GERMAN CHANCELLOR OLAF SCHOLZ’S meeting with Xi Jinping elicited a statement that the two countries should have ‘economic ties as equals, with reciprocity’.
Beijing will be pleased by that, and it will take some of the sting out of the soon-to-be-published China Strategy paper that is expected to align Germany with the US view of China as the primary geopolitical threat to the West.
It will also give Beijing some hope in its efforts to reverse the gradual convergence of the EU’s view of China with that of the United States and undermine Brussels’ efforts to adopt a more values-based approach to relations with Beijing by promising that German industry’s supply chains and economic interests in China are secure. China is Germany’s largest trading partner.
Scholz has been criticised domestically and internationally for his visit to Beijing, the first by a G7 leader since the coronavirus pandemic.
In an opinion piece published by the US political website Politico, Scholz criticised China’s Marxist-Leninist trajectory and said that German industry needed to reduce dependence on China, especially in cutting-edge technologies.
However, before his visit, Scholz had pushed through approval of Cosco taking an ownership stake in the port of Hamburg, Europe’s third-largest, although, under pressure, he reduced it to a 24.9% stake from the 35% sought.
Scholz also defended his visit to China by suggesting that talks with Xi were necessary to understand better China’s position towards the West and Russia’s invasion of Ukraine and what cooperation was possible.

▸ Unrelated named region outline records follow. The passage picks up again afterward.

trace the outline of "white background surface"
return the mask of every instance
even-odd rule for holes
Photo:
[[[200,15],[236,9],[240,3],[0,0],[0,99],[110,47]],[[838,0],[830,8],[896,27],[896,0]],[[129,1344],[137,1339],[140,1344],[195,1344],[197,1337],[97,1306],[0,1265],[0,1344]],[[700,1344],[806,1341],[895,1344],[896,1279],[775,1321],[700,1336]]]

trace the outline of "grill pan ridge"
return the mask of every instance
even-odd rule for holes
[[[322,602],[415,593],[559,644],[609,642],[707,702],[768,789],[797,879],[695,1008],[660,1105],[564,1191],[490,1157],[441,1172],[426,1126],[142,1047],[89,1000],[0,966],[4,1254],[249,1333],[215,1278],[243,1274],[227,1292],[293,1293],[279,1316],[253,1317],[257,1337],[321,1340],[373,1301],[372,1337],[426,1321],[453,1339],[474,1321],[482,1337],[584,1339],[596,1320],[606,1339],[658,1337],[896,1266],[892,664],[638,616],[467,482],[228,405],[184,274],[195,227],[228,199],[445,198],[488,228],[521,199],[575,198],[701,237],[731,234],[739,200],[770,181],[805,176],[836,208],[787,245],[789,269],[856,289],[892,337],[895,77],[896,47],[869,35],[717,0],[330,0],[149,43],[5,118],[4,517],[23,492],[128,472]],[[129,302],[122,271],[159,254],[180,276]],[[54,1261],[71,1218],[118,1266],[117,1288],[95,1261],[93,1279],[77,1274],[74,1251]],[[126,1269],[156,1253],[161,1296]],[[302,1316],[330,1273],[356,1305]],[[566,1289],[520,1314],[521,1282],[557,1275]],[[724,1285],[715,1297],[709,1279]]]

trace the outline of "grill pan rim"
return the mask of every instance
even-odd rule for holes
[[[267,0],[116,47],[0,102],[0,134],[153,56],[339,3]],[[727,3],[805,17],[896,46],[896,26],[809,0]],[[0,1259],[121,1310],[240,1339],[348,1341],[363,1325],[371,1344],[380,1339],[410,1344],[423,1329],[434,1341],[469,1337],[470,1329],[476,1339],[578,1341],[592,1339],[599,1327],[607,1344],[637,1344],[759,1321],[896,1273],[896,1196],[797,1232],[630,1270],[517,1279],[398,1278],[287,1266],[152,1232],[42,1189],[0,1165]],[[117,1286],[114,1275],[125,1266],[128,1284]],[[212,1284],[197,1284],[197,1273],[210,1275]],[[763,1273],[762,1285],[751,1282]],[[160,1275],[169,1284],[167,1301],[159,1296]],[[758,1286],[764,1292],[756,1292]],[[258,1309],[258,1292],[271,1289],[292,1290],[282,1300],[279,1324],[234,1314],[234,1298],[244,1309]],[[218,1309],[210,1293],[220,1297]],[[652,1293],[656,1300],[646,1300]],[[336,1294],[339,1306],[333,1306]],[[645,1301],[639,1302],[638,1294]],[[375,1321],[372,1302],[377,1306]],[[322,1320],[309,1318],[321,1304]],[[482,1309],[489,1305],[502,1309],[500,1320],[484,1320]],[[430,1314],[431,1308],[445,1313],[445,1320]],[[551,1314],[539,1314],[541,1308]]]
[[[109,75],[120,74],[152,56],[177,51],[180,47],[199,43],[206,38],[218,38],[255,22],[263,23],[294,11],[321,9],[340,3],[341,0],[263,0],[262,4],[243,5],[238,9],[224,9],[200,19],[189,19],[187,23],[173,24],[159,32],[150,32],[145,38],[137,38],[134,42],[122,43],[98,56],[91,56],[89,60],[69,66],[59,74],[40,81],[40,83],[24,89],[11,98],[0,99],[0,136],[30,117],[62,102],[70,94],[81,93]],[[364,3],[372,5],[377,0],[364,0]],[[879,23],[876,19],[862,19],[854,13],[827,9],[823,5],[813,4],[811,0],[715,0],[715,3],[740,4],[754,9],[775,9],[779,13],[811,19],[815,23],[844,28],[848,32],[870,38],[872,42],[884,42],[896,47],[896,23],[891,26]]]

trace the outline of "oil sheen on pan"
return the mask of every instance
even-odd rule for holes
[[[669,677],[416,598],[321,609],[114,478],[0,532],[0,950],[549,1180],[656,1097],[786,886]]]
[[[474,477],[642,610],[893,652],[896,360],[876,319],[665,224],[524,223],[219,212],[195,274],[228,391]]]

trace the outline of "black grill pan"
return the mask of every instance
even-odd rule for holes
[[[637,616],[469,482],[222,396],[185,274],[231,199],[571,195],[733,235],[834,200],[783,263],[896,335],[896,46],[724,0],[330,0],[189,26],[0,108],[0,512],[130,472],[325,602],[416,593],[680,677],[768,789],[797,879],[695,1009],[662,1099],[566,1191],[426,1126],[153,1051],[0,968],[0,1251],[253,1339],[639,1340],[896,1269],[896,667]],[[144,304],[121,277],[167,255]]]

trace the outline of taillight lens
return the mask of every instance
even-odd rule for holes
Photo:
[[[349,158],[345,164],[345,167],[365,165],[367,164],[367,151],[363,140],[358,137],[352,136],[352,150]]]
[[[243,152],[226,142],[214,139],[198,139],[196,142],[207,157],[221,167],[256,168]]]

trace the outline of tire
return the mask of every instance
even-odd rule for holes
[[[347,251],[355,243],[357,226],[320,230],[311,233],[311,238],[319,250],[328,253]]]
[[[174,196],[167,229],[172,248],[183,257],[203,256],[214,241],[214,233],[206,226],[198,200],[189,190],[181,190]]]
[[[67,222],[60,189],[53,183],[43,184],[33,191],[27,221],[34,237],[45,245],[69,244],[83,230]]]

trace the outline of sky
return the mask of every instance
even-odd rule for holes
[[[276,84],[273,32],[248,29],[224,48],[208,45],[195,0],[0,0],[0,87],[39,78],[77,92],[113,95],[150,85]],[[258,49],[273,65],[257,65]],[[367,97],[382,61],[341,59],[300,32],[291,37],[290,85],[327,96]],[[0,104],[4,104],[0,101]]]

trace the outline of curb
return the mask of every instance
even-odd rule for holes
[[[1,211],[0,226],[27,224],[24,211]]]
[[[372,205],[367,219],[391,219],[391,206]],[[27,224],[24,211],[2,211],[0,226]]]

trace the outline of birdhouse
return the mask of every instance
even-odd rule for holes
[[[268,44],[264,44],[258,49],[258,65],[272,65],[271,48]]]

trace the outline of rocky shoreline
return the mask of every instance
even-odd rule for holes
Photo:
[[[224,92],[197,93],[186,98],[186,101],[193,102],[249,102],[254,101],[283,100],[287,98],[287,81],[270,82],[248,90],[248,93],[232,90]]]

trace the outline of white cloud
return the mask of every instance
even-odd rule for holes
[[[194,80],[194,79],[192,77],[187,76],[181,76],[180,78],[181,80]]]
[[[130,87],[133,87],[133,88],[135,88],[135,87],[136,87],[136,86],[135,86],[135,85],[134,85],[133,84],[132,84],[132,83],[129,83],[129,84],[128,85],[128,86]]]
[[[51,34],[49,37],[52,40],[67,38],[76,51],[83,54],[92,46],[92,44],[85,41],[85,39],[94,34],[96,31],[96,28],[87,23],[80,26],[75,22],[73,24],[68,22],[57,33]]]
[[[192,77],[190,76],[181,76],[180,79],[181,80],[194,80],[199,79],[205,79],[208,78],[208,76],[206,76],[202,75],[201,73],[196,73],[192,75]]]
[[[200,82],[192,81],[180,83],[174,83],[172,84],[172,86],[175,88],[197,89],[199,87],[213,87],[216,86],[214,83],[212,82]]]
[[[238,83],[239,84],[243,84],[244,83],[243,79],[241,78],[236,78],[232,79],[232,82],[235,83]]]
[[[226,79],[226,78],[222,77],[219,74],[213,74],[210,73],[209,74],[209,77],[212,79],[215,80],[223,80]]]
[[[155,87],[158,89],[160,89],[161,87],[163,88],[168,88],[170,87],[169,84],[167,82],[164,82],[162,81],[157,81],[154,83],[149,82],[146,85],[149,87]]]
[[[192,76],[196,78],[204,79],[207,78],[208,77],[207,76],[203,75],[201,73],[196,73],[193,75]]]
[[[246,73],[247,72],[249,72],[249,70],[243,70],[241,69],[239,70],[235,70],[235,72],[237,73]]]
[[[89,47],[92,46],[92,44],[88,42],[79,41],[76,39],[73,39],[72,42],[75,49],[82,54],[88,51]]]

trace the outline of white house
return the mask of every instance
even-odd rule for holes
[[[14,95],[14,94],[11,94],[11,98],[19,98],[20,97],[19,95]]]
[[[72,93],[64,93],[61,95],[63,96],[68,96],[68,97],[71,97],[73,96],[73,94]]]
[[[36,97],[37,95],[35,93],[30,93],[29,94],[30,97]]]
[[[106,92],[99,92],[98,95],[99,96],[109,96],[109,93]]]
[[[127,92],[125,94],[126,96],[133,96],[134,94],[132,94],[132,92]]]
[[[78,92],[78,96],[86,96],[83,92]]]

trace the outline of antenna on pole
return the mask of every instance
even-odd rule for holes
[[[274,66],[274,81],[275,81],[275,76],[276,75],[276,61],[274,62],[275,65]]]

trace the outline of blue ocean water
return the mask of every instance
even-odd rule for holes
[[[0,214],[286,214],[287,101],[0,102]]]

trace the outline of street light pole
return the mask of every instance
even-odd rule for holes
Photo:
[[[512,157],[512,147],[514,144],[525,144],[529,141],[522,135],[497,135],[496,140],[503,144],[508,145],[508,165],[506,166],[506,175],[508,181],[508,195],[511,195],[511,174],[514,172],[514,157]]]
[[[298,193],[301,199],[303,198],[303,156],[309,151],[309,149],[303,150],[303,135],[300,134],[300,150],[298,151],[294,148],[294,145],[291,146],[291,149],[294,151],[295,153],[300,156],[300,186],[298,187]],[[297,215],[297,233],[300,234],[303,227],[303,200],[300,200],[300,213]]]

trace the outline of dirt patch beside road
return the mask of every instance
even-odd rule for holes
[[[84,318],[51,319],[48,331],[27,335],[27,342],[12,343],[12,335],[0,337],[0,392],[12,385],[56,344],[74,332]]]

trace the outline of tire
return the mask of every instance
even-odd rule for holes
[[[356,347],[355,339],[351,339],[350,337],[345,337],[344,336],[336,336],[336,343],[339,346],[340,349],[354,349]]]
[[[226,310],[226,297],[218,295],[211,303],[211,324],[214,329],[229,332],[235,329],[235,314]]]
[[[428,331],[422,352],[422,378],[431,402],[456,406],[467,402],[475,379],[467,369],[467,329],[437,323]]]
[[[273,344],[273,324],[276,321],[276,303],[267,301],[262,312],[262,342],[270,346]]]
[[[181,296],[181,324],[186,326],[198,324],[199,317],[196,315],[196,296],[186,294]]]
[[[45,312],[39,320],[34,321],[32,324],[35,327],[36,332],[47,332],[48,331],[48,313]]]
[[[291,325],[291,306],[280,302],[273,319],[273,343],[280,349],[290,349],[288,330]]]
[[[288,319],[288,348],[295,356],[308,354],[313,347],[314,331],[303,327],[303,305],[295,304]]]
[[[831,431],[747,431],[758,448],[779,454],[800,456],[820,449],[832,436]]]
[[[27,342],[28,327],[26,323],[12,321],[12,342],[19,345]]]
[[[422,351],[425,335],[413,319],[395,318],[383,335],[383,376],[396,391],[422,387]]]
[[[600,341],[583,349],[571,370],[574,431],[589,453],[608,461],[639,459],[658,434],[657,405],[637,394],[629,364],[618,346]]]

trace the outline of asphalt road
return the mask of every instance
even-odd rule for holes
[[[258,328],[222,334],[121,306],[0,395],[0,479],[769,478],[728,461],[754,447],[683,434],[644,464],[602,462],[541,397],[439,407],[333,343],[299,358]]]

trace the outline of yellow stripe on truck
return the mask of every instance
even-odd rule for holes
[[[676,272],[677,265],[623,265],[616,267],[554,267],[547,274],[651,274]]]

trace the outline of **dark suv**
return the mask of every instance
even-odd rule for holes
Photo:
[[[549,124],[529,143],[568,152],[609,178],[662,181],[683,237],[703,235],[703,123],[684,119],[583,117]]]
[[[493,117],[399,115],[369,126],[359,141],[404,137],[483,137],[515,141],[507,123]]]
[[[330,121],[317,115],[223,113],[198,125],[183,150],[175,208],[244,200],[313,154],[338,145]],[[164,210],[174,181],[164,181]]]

The readouts from the two leaders’ meeting contained an intriguing reference to the situation in Ukraine.
We should jointly oppose the use or threat of use of nuclear weapons, refrain from using nuclear weapons or fighting a nuclear war, and prevent a nuclear crisis on the Eurasian continent.
If that was intended as a message for Xi’s friend, Russian President Vladimir Putin, it has, presumably, also been transmitted privately.
Scholz, who was accompanied by a delegation of German industrialists, also secured approval for the Covid-19 vaccine made by Germany’s BioNTech for use by foreigners living in China and said that should be the first step to broader approval, a hint of how zero-Covid might be eased.
The next question in Beijing will be how much, if any, of the cooperative talk with Sholz can be carried forward into whatever meeting takes place between Xi and US President Joe Biden at the forthcoming G7 meeting.